Marte Løge, a 2015 graduate of the Norwegian University of Science and Technology, recently collected and analyzed almost 4,000 ALPs as part of her master’s thesis. She found that a large percentage of them—44 percent—started in the top left-most node of the screen. A full 77 percent of them started in one of the four corners. The average number of nodes was about five, meaning there were fewer than 9,000 possible pattern combinations. A significant percentage of patterns had just four nodes, shrinking the pool of available combinations to 1,624. More often than not, patterns moved from left to right and top to bottom, another factor that makes guessing easier.

[…]

Data breaches over the years have repeatedly shown some of the most common passwords are “1234567”, “password”, and “letmein”. Løge said many ALPs suffer a similar form of weakness. More than 10 percent of the ones she collected were fashioned after an alphabetic letter, which often corresponded to the first initial of the subject or of a spouse, child, or other person close to the subject. The discovery is significant, because it means attackers may have a one-in-ten chance of guessing an ALP with no more than about 100 guesses. The number of guesses could be reduced further if the attacker knows the names of the target or of people close to the target.

This reminds me of how important and useful TouchID is. It is so easy to shoulder surf, even unintentionally. Don’t take my word for it. Be more aware when an Android user unlock their phone near you next time.

Even when told not to, Windows 10 just can’t stop talking to Microsoft

Ars Technica reported on Windows 10 talking to Microsoft even when told not to.

For example, even with Cortana and searching the Web from the Start menu disabled, opening Start and typing will send a request to www.bing.com to request a file called threshold.appcache which appears to contain some Cortana information, even though Cortana is disabled. The request for this file appears to contain a random machine ID that persists across reboots.

[…]

Some of the traffic looks harmless but feels like it shouldn’t be happening. For example, even with no Live tiles pinned to Start (and hence no obvious need to poll for new tile data), Windows 10 seems to download new tile info from MSN’s network from time to time, using unencrypted HTTP to do so. While again the requests contain no identifying information, it’s not clear why they’re occurring at all, given that they have no corresponding tile.
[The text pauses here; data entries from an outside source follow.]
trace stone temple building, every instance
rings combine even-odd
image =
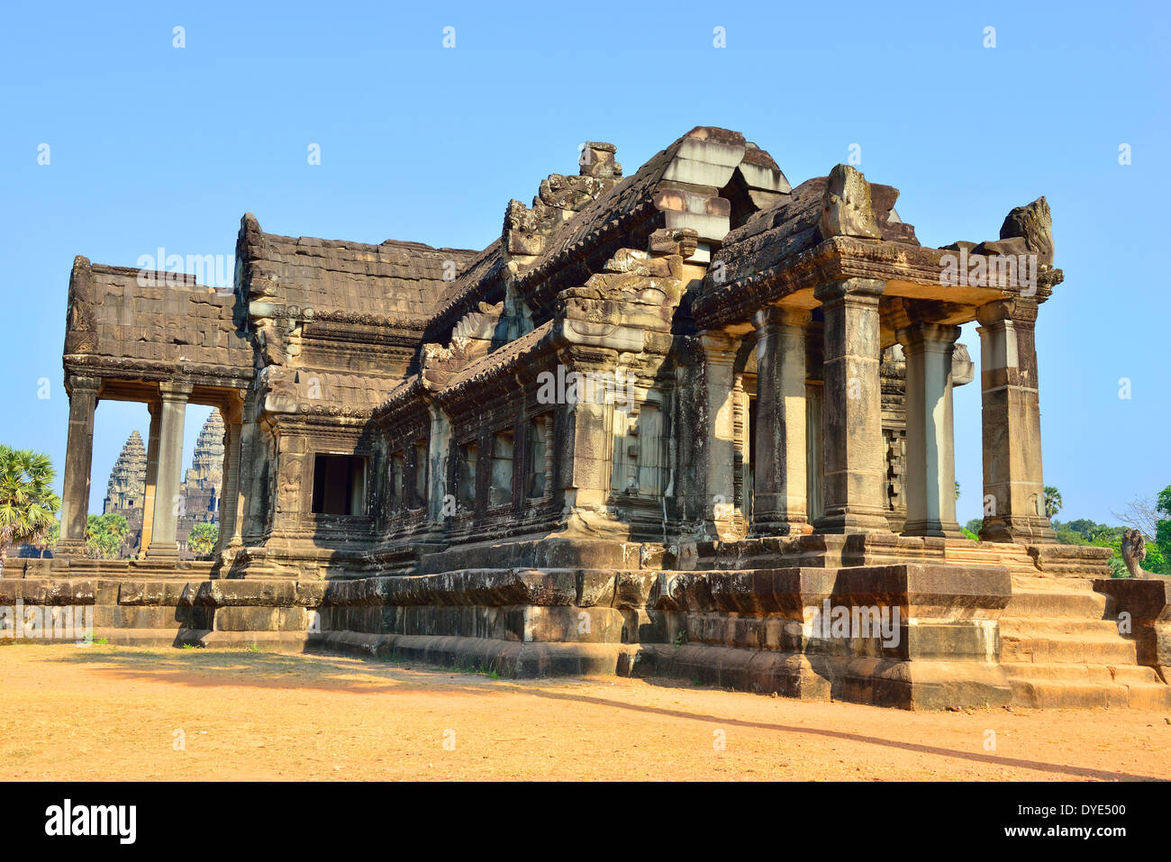
[[[137,431],[126,438],[105,485],[102,514],[118,514],[126,519],[126,535],[118,549],[119,557],[138,553],[143,532],[143,497],[146,493],[146,447]]]
[[[932,248],[897,199],[848,165],[793,186],[699,126],[629,176],[584,145],[481,249],[246,214],[232,290],[78,256],[66,559],[9,561],[0,600],[81,596],[111,642],[1165,706],[1166,584],[1111,581],[1108,550],[1054,543],[1045,515],[1048,204]],[[965,384],[980,452],[954,451]],[[76,554],[102,398],[151,409],[142,560]],[[225,423],[213,563],[177,560],[165,505],[189,404]],[[982,460],[979,542],[957,457]]]
[[[157,447],[157,442],[152,444]],[[177,500],[176,542],[179,557],[191,560],[196,556],[187,548],[191,528],[196,524],[219,524],[219,493],[224,483],[224,419],[219,411],[213,410],[199,430],[192,465],[185,476]],[[126,538],[118,554],[122,557],[137,555],[142,547],[146,477],[146,449],[142,436],[131,431],[110,471],[102,506],[102,514],[115,513],[126,519]],[[153,479],[150,485],[153,492]]]

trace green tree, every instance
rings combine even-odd
[[[0,444],[0,569],[14,543],[43,542],[61,509],[47,454]]]
[[[85,556],[91,560],[116,560],[126,538],[126,519],[110,512],[90,515],[85,521]]]
[[[1045,514],[1053,518],[1061,511],[1061,492],[1053,485],[1045,486]]]
[[[219,541],[219,527],[214,524],[197,524],[187,534],[187,549],[192,554],[203,556],[212,553],[217,541]]]

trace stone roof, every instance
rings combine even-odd
[[[194,276],[74,260],[66,365],[104,376],[171,377],[252,369],[252,347],[235,333],[235,296]]]
[[[240,232],[248,265],[275,282],[281,301],[324,320],[370,316],[422,328],[450,282],[481,254],[399,240],[282,237],[263,233],[251,213]]]

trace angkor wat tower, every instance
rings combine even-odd
[[[183,507],[176,527],[179,556],[194,559],[187,535],[197,524],[219,524],[220,491],[224,485],[224,417],[212,410],[196,439],[196,451],[187,468],[180,495]]]
[[[146,449],[137,431],[126,438],[105,485],[102,514],[119,514],[126,519],[126,538],[118,556],[138,550],[143,529],[143,495],[146,493]]]
[[[145,560],[70,574],[215,579],[160,588],[153,615],[111,604],[114,637],[900,706],[1167,704],[1169,603],[1139,595],[1164,584],[1110,581],[1109,550],[1053,543],[1045,514],[1045,198],[930,248],[892,186],[837,165],[793,187],[734,131],[629,177],[610,144],[578,165],[482,251],[246,214],[232,292],[75,260],[67,556],[96,402],[149,403],[158,458]],[[973,379],[980,542],[954,495],[952,391]],[[177,567],[190,403],[224,415],[224,502],[218,561]]]

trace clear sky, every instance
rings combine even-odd
[[[861,170],[902,191],[925,245],[995,239],[1012,207],[1045,194],[1066,273],[1038,321],[1060,516],[1114,520],[1171,484],[1166,4],[259,7],[0,12],[0,442],[63,466],[76,254],[231,255],[245,212],[271,233],[482,248],[511,198],[576,171],[581,142],[616,144],[629,175],[720,125],[793,185],[860,145]],[[972,327],[963,341],[978,356]],[[957,390],[961,521],[980,508],[979,403],[978,384]],[[187,460],[206,412],[189,413]],[[146,418],[100,406],[91,512]]]

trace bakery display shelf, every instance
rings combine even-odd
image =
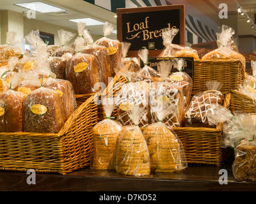
[[[223,173],[227,184],[219,183]],[[124,175],[115,171],[94,170],[86,167],[65,175],[36,173],[36,184],[26,182],[26,172],[0,171],[3,191],[255,191],[252,180],[236,180],[230,164],[189,166],[180,172],[154,173],[141,177]],[[223,180],[223,177],[221,178]],[[94,192],[95,193],[95,192]],[[100,192],[99,192],[100,193]],[[127,192],[129,193],[129,192]]]
[[[120,90],[122,85],[127,82],[124,77],[116,75],[101,97],[106,96],[115,97]],[[98,98],[100,98],[100,96],[99,96]],[[228,93],[225,94],[223,105],[225,108],[229,108],[230,100],[230,94]],[[99,109],[98,114],[102,111],[102,109]],[[116,118],[116,108],[115,108],[112,115]],[[103,117],[99,119],[99,121],[104,119],[104,114],[101,115]],[[218,124],[216,128],[173,127],[182,143],[188,164],[220,166],[229,156],[230,151],[220,147],[222,127],[223,123]],[[141,131],[143,130],[143,128],[141,129]]]
[[[65,174],[90,165],[97,108],[91,96],[58,133],[0,133],[0,170]]]

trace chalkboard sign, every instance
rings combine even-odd
[[[148,65],[154,69],[157,70],[157,64],[162,61],[172,61],[175,60],[176,59],[182,58],[184,59],[184,69],[182,71],[186,72],[188,75],[191,77],[192,80],[194,80],[194,57],[148,57]],[[141,67],[143,67],[143,62],[140,61]],[[170,73],[173,72],[179,71],[175,68],[172,68]]]
[[[40,38],[44,41],[45,44],[54,45],[54,35],[53,34],[39,32]]]
[[[128,57],[136,57],[143,47],[149,55],[158,55],[164,49],[162,33],[175,27],[179,32],[173,43],[185,45],[184,5],[120,8],[117,14],[117,39],[131,43]]]

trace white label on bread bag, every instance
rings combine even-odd
[[[123,102],[119,106],[120,109],[124,111],[132,110],[132,107],[133,105],[129,103],[129,102]]]
[[[21,92],[25,94],[28,94],[31,92],[31,91],[29,89],[28,89],[26,87],[19,87],[18,91]]]
[[[33,105],[31,107],[31,112],[36,115],[42,115],[45,113],[47,111],[47,108],[40,104]]]
[[[4,108],[0,107],[0,116],[4,114]]]
[[[146,82],[144,81],[140,81],[138,82],[138,84],[139,86],[142,87],[142,89],[145,90],[149,90],[150,85],[148,83],[147,83]]]
[[[173,80],[173,81],[181,82],[183,81],[184,78],[181,76],[179,75],[172,75],[170,76],[170,78]]]
[[[76,65],[75,68],[74,68],[74,71],[75,72],[81,72],[88,68],[88,64],[86,62],[80,62]]]
[[[61,91],[60,91],[60,90],[54,90],[54,91],[57,91],[60,94],[60,97],[61,97],[62,95],[63,95],[63,92]]]
[[[115,47],[109,47],[108,48],[108,54],[109,55],[112,55],[115,54],[117,51],[117,49]]]
[[[35,67],[34,62],[33,62],[33,61],[28,62],[25,64],[25,65],[24,66],[24,69],[25,71],[29,71],[29,70],[33,69],[34,67]]]
[[[170,99],[167,96],[158,96],[156,98],[156,103],[158,105],[164,105],[169,102]]]

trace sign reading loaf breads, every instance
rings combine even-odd
[[[163,31],[175,27],[179,32],[173,43],[185,45],[184,5],[120,8],[117,14],[117,39],[131,43],[128,57],[136,57],[145,47],[149,56],[158,55],[164,48]]]

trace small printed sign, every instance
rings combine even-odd
[[[184,69],[182,71],[188,74],[192,80],[194,80],[194,58],[193,57],[148,57],[148,64],[150,68],[157,70],[157,64],[161,61],[172,61],[176,59],[182,58],[184,59]],[[141,61],[141,66],[143,67],[144,64]],[[172,68],[170,73],[179,71],[176,68]]]

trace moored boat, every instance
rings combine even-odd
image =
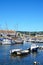
[[[31,49],[32,52],[37,52],[37,50],[38,50],[38,45],[32,44],[30,49]]]

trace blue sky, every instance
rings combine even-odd
[[[43,0],[0,0],[0,29],[43,31]]]

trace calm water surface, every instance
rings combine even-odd
[[[15,44],[15,45],[0,45],[0,65],[34,65],[33,62],[39,62],[38,65],[43,65],[43,50],[38,50],[38,53],[30,53],[26,56],[11,56],[10,50],[16,48],[27,49],[32,43]],[[39,46],[43,43],[37,43]]]

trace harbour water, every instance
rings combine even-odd
[[[25,56],[11,56],[10,50],[16,48],[27,49],[32,43],[15,45],[0,45],[0,65],[34,65],[33,62],[39,62],[38,65],[43,65],[43,50],[38,50],[37,53],[30,53]],[[39,46],[43,43],[37,43]]]

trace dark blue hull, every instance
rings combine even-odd
[[[38,48],[32,49],[32,52],[37,52]]]

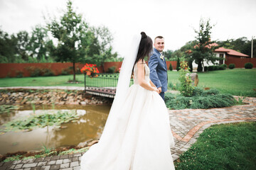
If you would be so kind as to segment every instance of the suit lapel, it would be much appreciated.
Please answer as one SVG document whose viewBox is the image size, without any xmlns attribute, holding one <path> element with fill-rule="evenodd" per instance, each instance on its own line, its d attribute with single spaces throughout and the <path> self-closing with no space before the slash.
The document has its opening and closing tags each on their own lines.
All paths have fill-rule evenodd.
<svg viewBox="0 0 256 170">
<path fill-rule="evenodd" d="M 160 52 L 159 52 L 156 49 L 155 49 L 155 48 L 154 48 L 154 50 L 155 50 L 156 52 L 157 53 L 159 60 L 160 60 L 162 62 L 164 62 L 164 63 L 163 63 L 163 64 L 164 64 L 164 68 L 165 68 L 166 70 L 167 71 L 166 61 L 165 60 L 165 58 L 164 57 L 164 60 L 161 60 L 161 59 L 160 58 L 160 55 L 161 55 Z"/>
</svg>

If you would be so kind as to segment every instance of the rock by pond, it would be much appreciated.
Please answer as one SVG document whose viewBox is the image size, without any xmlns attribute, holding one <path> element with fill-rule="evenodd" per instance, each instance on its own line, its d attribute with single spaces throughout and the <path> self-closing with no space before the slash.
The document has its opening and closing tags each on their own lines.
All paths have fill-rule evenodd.
<svg viewBox="0 0 256 170">
<path fill-rule="evenodd" d="M 38 151 L 43 146 L 59 148 L 69 146 L 85 147 L 96 142 L 103 130 L 110 105 L 31 105 L 20 106 L 18 110 L 0 114 L 0 129 L 13 120 L 33 114 L 63 111 L 75 111 L 79 118 L 62 123 L 60 127 L 46 126 L 30 130 L 10 131 L 0 135 L 0 154 L 18 151 Z M 35 111 L 35 113 L 34 113 Z M 87 142 L 82 144 L 81 143 Z"/>
</svg>

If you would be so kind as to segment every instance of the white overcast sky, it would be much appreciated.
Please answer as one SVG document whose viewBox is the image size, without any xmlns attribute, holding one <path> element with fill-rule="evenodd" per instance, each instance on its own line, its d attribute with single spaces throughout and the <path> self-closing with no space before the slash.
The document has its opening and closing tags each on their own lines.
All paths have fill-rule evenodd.
<svg viewBox="0 0 256 170">
<path fill-rule="evenodd" d="M 256 0 L 73 0 L 75 10 L 90 26 L 105 26 L 114 35 L 114 52 L 121 56 L 132 35 L 144 31 L 165 38 L 165 50 L 175 50 L 193 40 L 201 18 L 215 24 L 213 40 L 256 36 Z M 58 16 L 66 0 L 0 0 L 4 31 L 31 32 L 45 25 L 43 16 Z M 128 45 L 129 46 L 129 45 Z"/>
</svg>

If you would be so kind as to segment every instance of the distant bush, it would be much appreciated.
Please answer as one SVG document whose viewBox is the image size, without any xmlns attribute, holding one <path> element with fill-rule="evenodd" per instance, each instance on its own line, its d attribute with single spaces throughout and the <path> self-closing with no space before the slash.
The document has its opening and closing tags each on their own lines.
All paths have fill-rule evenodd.
<svg viewBox="0 0 256 170">
<path fill-rule="evenodd" d="M 219 69 L 220 69 L 220 67 L 218 65 L 213 66 L 213 70 L 219 70 Z"/>
<path fill-rule="evenodd" d="M 170 66 L 169 66 L 169 70 L 170 70 L 170 71 L 172 71 L 172 70 L 173 70 L 173 68 L 172 68 L 172 65 L 171 65 L 171 63 L 170 63 Z"/>
<path fill-rule="evenodd" d="M 40 76 L 41 75 L 41 70 L 34 66 L 30 66 L 26 68 L 30 74 L 30 76 Z"/>
<path fill-rule="evenodd" d="M 181 84 L 179 83 L 177 84 L 172 84 L 171 82 L 168 83 L 168 89 L 172 89 L 172 90 L 178 90 L 180 88 Z"/>
<path fill-rule="evenodd" d="M 228 65 L 228 68 L 229 69 L 234 69 L 235 67 L 235 64 L 230 64 Z"/>
<path fill-rule="evenodd" d="M 245 69 L 252 69 L 253 64 L 251 62 L 247 62 L 245 64 Z"/>
<path fill-rule="evenodd" d="M 21 72 L 21 71 L 16 71 L 16 76 L 17 78 L 21 78 L 23 77 L 23 72 Z"/>
<path fill-rule="evenodd" d="M 42 69 L 41 72 L 42 72 L 41 74 L 43 76 L 54 76 L 54 74 L 53 73 L 53 72 L 50 69 L 46 69 L 46 68 Z"/>
<path fill-rule="evenodd" d="M 61 75 L 68 75 L 72 74 L 73 67 L 68 67 L 61 70 Z"/>
<path fill-rule="evenodd" d="M 224 70 L 224 69 L 225 69 L 227 68 L 227 67 L 228 67 L 227 64 L 223 64 L 220 65 L 219 69 L 220 69 L 220 70 Z"/>
<path fill-rule="evenodd" d="M 107 73 L 114 73 L 115 69 L 116 69 L 116 67 L 114 66 L 108 68 L 107 72 Z"/>
<path fill-rule="evenodd" d="M 192 96 L 175 96 L 170 93 L 165 95 L 166 106 L 170 109 L 210 108 L 233 106 L 235 99 L 230 94 L 222 94 L 217 89 L 205 91 L 195 87 Z"/>
<path fill-rule="evenodd" d="M 193 62 L 188 62 L 189 72 L 193 72 Z"/>
</svg>

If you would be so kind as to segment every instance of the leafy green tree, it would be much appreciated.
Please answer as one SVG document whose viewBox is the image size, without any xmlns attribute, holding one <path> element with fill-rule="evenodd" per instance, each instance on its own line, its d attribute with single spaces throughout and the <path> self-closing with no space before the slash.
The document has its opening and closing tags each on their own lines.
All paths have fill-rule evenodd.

Other traffic looks a little more troublesome. Windows 10 will periodically send data to a Microsoft server named ssw.live.com. This server seems to be used for OneDrive and some other Microsoft services. Windows 10 seems to transmit information to the server even when OneDrive is disabled and logins are using a local account that isn’t connected to a Microsoft Account. The exact nature of the information being sent isn’t clear—it appears to be referencing telemetry settings—and again, it’s not clear why any data is being sent at all. We disabled telemetry on our test machine using group policies.

When disabling services doesn’t really disable them.

Hackers can remotely steal fingerprints from Android phones

ZDNet reported on how hackers can remotely steal fingerprints from Android phones.

The attack, which was confirmed on the HTC One Max and Samsung’s Galaxy S5, allows a hacker to stealthily acquire a fingerprint image from an affected device because device makers don’t fully lock down the sensor.

Making matters worse, the sensor on some devices is only guarded by the “system” privilege instead of root, making it easier to target. (In other words: rooting or jailbreaking your phone can leave you at a greater risk.) Once the attack is in place, the fingerprint sensor can continue to quietly collect fingerprint data on anyone who uses the sensor.

“In this attack, victims’ fingerprint data directly fall into attacker’s hand. For the rest of the victim’s life, the attacker can keep using the fingerprint data to do other malicious things,” Zhang said. And that’s a big problem. Fingerprints might be commonplace in mobile payments and unlocking devices, but they have been used more in the past five years also for identity, immigration, and for criminal records.

Fault lies firmly with the device makers. Food for thought for people who like to root their Android devices.